Off-topic: What happened to rkeene1?

btw I really appreciate the design of you site, it's simple, clean, and beautiful. Timeless.

bch · on Jan 1, 2023

It looks like @rkeene2 styled it, but that’s a site served up by fossil[0].

[0] https://www2.fossil-scm.org/home/doc/trunk/www/index.wiki

forgotmypw17 · on Dec 31, 2022

Respect for supporting HTTP/1.0

elcritch · on Dec 31, 2022

I've been watching this one. It could be handy for embedded where it'd be nice to have a lightweight combined html/websocket server.

nhatbui · on Dec 31, 2022

Also in microservices land you could have the service doing its business logic but needing to support a server for metrics and/or debugging. Just piling on, this is good to study :)
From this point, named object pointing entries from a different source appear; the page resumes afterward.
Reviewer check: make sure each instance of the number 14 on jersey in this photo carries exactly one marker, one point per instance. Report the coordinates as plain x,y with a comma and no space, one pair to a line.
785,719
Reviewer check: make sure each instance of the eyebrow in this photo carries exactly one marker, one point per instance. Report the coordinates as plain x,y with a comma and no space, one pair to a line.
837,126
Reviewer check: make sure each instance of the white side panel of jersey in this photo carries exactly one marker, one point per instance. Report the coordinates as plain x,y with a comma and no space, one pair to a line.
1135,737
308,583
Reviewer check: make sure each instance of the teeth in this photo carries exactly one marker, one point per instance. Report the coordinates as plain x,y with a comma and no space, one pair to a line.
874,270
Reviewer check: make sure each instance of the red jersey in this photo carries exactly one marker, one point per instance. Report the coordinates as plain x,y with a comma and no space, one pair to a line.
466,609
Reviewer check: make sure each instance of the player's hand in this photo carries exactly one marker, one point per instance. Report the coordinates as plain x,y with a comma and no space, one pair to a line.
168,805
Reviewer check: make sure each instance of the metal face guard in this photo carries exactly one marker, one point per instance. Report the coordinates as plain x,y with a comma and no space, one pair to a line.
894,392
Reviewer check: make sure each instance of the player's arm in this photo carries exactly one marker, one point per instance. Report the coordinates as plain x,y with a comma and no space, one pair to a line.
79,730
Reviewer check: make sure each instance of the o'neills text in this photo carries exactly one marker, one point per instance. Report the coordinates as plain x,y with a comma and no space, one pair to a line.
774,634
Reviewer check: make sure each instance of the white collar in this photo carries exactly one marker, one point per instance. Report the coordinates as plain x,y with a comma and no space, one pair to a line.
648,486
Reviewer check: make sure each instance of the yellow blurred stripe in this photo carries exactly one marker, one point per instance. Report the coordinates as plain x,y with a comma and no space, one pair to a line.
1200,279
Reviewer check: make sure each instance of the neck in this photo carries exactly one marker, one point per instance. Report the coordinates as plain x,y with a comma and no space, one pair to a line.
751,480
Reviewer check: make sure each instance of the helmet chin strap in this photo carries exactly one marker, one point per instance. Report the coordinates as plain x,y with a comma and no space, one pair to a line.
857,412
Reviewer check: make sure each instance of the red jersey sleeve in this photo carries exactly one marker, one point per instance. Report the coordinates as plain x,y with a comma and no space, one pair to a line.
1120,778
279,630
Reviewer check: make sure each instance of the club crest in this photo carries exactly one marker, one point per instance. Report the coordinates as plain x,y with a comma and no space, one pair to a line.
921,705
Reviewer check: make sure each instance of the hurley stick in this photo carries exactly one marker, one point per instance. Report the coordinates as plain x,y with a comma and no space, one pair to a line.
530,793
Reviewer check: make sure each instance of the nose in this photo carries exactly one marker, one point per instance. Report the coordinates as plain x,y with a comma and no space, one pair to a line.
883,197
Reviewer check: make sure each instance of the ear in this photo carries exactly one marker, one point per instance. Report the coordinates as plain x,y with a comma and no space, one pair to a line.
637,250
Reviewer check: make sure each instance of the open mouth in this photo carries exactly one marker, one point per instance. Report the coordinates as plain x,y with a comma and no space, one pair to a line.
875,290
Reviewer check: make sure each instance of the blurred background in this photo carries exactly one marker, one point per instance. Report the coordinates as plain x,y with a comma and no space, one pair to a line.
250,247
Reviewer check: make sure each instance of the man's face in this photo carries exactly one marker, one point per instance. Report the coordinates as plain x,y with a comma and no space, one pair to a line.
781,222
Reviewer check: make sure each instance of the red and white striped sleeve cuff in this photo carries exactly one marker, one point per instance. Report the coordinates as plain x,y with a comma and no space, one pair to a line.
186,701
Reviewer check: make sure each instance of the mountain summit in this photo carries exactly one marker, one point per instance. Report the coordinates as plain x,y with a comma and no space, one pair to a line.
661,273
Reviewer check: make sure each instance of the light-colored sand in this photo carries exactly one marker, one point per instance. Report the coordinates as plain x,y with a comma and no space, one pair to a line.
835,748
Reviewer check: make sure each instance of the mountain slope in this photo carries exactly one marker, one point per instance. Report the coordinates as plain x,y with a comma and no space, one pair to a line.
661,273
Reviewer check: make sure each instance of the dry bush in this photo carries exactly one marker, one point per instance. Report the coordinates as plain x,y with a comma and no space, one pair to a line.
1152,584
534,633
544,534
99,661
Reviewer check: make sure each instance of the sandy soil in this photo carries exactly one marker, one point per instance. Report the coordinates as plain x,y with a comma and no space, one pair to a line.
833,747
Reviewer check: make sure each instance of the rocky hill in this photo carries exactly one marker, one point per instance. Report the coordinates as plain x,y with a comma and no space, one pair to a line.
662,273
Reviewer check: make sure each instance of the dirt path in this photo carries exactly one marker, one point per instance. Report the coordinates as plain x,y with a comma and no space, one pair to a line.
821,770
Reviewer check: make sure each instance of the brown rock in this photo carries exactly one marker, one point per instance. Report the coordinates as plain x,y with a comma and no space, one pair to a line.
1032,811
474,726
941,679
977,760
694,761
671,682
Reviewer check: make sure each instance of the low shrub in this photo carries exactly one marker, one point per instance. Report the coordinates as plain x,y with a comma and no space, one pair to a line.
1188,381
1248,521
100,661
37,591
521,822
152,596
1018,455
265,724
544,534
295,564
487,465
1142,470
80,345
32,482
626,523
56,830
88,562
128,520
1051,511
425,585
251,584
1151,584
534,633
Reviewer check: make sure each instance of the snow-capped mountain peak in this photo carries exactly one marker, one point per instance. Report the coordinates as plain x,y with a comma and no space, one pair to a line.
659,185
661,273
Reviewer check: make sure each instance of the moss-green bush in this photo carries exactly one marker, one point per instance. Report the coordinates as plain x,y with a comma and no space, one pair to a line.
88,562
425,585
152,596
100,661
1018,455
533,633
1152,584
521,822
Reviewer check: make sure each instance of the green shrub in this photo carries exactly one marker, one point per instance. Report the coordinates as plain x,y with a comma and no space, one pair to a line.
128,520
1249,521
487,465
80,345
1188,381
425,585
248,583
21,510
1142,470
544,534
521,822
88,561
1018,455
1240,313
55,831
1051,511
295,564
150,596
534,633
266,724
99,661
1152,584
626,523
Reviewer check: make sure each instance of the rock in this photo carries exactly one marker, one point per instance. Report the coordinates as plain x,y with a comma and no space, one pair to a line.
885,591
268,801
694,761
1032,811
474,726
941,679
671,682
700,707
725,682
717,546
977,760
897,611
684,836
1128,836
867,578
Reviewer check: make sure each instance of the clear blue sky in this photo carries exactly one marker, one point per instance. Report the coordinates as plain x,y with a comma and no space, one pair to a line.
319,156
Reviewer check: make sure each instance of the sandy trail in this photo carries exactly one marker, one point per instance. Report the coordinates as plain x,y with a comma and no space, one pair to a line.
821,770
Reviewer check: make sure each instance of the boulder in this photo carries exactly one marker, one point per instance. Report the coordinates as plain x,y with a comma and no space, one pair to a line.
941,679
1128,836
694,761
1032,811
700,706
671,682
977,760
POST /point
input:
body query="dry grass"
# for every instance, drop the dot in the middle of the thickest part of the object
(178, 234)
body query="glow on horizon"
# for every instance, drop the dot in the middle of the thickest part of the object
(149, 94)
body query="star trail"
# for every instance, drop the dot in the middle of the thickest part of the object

andrewstuart · on Dec 31, 2022

Those who view the source code will surely die of the curse.

skocznymroczny · on Dec 31, 2022

I bet it's just a one big wrapper anyway

isthisthingon99 · on Dec 31, 2022

Off-topic, but isn't the consensus that deaths related to opening of the tombs are caused by some bacteria?

danparsonson · on Dec 31, 2022

They were entirely coincidental (https://en.m.wikipedia.org/wiki/Curse_of_the_pharaohs).

j16sdiz · on Dec 31, 2022

It is ok-ish, given how low level nim is.

xigoi · on Dec 31, 2022

Woooosh

darthrupert · on Dec 31, 2022

This is great! Async still has its place for extremely low latency requirements, but threads should be good enough for almost every problem.

iroddis · on Dec 31, 2022

What kind of latency are you talking about? Async latency for completing a task isn’t deterministic, and there’s no guarantee data will be processed as soon as it becomes available. Async runtimes rely heavily on hints from their tasks as to when to poll next.

Generally, low latency means producing a result as soon as possible. Threads are ideal for that case, expending spinning cpu time for asap processing.

The best description I’ve heard of async is concurrent waiting, vs concurrent processing for threads (from the excellent zero2prod book).

zamalek · on Dec 31, 2022

What? The known/accepted tradeoff of async is gaining scalability (max concurrent connections) at the cost of latency.

darthrupert · on Jan 1, 2023

Indeed. Dunno what I was thinking there. Thanks for the correction!